Periya is a small township in Kasaragod District, Kerala State, India.

Periya is a small town located in Hosdurg of Kanhangad in the Kasaragod district, Kerala with total 3100 families residing. The Periya village has population of 14077 of which 6718 are males while 7359 are females as per Population Census 2011.

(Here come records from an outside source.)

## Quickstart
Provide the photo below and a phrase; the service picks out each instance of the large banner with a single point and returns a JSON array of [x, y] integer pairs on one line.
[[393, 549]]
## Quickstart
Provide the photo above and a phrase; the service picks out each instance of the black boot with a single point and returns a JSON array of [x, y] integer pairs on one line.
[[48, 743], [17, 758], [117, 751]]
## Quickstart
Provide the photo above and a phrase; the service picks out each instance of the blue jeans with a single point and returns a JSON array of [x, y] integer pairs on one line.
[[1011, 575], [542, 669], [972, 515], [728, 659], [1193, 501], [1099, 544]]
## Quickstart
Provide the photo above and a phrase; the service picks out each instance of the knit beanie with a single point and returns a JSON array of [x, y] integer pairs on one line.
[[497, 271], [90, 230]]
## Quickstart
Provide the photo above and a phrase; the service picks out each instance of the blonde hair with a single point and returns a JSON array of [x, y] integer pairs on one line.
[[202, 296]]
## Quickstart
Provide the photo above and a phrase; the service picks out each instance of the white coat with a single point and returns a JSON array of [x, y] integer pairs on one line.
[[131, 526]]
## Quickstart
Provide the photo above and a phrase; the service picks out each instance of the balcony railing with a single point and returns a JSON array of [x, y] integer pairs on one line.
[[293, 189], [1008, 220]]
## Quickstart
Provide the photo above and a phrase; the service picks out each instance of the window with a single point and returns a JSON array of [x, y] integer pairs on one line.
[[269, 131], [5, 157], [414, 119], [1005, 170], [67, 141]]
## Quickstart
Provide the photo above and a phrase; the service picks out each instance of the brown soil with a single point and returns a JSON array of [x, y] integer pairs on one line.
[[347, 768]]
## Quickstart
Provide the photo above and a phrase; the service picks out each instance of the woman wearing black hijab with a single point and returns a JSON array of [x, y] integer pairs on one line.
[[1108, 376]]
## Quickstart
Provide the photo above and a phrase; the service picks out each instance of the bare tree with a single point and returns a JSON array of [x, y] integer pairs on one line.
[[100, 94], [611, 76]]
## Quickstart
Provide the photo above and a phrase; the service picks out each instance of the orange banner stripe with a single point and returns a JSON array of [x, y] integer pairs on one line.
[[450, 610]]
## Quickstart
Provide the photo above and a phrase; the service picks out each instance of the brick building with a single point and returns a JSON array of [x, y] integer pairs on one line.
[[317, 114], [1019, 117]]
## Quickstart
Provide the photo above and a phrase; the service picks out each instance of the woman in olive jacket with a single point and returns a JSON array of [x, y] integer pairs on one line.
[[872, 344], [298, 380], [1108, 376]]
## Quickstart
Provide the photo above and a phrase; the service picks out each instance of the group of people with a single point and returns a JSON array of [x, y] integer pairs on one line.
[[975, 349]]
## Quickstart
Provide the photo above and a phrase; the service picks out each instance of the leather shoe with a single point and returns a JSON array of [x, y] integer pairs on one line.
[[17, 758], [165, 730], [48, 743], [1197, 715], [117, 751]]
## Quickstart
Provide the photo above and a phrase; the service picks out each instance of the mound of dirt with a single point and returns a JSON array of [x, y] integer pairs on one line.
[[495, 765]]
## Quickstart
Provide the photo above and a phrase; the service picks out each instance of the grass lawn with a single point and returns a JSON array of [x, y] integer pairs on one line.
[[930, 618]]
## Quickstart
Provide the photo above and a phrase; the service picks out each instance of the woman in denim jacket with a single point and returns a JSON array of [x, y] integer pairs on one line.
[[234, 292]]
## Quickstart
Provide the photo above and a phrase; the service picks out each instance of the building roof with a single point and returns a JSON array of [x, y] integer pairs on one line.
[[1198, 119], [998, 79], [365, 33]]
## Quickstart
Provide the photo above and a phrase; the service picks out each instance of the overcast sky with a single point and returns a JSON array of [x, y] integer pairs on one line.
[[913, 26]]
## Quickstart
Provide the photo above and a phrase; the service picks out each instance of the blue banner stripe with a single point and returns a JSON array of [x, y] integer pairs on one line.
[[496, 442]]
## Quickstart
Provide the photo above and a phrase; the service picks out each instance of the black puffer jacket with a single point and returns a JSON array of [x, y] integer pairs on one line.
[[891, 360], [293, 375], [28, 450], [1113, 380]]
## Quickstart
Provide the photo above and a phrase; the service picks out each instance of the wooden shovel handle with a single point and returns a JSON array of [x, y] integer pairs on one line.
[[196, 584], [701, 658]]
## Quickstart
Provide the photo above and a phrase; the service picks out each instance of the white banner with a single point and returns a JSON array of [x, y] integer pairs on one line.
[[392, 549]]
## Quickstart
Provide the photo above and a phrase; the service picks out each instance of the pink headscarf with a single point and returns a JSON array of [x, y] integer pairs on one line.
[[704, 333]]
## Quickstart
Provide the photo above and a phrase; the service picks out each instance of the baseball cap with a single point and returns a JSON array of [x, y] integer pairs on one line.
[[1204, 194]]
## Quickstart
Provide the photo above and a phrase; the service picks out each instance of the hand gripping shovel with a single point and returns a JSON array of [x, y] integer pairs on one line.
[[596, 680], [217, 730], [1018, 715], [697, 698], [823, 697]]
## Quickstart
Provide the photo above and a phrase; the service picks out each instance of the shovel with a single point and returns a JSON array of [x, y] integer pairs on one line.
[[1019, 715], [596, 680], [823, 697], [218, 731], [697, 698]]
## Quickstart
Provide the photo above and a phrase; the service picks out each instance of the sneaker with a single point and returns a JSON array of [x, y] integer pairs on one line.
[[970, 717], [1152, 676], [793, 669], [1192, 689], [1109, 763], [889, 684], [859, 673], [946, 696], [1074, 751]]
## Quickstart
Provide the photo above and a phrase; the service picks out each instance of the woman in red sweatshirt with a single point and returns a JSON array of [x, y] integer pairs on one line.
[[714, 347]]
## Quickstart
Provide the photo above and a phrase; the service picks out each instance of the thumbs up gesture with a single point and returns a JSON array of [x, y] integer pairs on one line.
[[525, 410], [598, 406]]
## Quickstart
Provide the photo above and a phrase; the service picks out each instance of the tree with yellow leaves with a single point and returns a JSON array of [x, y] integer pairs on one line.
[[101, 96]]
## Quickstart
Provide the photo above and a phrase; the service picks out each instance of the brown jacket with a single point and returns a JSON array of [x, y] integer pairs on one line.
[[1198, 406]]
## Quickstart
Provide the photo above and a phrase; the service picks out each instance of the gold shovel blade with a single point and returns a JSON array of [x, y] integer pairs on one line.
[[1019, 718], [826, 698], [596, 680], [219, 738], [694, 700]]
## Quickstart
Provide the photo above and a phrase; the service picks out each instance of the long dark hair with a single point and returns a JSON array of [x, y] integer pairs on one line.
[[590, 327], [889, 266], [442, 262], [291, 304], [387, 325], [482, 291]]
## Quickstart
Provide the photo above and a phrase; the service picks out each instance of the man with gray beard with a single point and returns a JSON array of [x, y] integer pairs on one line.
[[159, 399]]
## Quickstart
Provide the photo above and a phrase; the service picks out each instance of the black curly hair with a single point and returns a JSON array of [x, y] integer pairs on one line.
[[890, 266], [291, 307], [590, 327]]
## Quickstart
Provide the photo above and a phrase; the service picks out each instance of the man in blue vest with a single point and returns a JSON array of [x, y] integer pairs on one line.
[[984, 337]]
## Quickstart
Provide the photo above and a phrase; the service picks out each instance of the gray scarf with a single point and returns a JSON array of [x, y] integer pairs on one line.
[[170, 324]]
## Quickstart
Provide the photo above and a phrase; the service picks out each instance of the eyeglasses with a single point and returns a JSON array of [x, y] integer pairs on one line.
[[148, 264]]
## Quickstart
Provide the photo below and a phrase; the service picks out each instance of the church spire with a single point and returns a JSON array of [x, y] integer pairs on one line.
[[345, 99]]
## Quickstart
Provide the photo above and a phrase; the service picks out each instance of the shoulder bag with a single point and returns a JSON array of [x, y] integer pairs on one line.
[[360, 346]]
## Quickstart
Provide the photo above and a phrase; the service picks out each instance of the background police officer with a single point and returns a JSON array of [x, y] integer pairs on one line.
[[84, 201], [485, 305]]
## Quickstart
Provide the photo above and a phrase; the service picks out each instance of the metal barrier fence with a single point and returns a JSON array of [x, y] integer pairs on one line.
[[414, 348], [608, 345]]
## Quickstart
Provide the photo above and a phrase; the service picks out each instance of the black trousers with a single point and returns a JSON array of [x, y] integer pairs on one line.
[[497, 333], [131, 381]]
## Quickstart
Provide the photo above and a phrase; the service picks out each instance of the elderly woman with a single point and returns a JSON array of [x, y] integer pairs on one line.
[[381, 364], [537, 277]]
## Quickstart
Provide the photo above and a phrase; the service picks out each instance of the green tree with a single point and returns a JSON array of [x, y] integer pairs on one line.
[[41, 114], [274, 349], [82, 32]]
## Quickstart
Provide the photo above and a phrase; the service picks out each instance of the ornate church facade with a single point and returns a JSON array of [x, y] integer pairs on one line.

In Periya the population of children with age 0-6 is 1494 which makes up 10.61% of total population of village. Average Sex Ratio of Periya village is 1095 which is higher than Kerala state average of 1084. Child Sex Ratio for the Periya as per census 2011 is 989, higher than Kerala average of 964.

Location
Periya is located between Kanhangad and Kasaragod on National Highway 66.  The place has grown in prominence because of a large number of new organisations like Central University of Kerala, making Periya their home.

Suburbs and Villages
 Panayal, Thachangad, Chalingal and Kanjiradukkam
 Kundamkuzhy, Poinachi, Periyattadukkam and Kuniya
 Kannamvayal, Thachangad, Mavval and Bangad
 Maruthadukkam, Cherkkala, Thayyil and Chattanchal
 Kuniya, Cherumba, Periyattadukkam, Keloth, Pollakkada and Pullur Village
 Haripuram, Pullur, Moolakandam and Mavungal

Prominent Organizations
Central University of Kerala - Central University of Kerala is one of the 15 new universities constituted by the Government of India in 2009. The university has a 310-acre campus in Periya.
 Navodaya Vidyalaya, Kasaragod - Navodaya Vidyalaya is a model school run by the Government of India.  It is affiliated to CBSE, New Delhi.  Classes are conducted from Grade.VI to Grade XII.  It is an autonomous and fully residential facility.
 Sree Narayana College of Arts and Management Periye.
Ambedkar College of Education, Periye.
Community Health Center Periye (CHC Periye)
GHSS Periye
Government Poly Technic College Periye
 SI-MET Nursing college run by Government of Kerala, Ayampara Periye
 Kerala Armed Police 4 Battalion- Detachment Camp Periye.
 Plantation corporation of Kerala Periye Division.

Transportation
Local roads have access to NH.66 which connects to Mangalore in the north and Calicut in the south. The nearest railway station is Kanhangad on Mangalore-Palakkad line. There are airports at Mangalore and Kannur.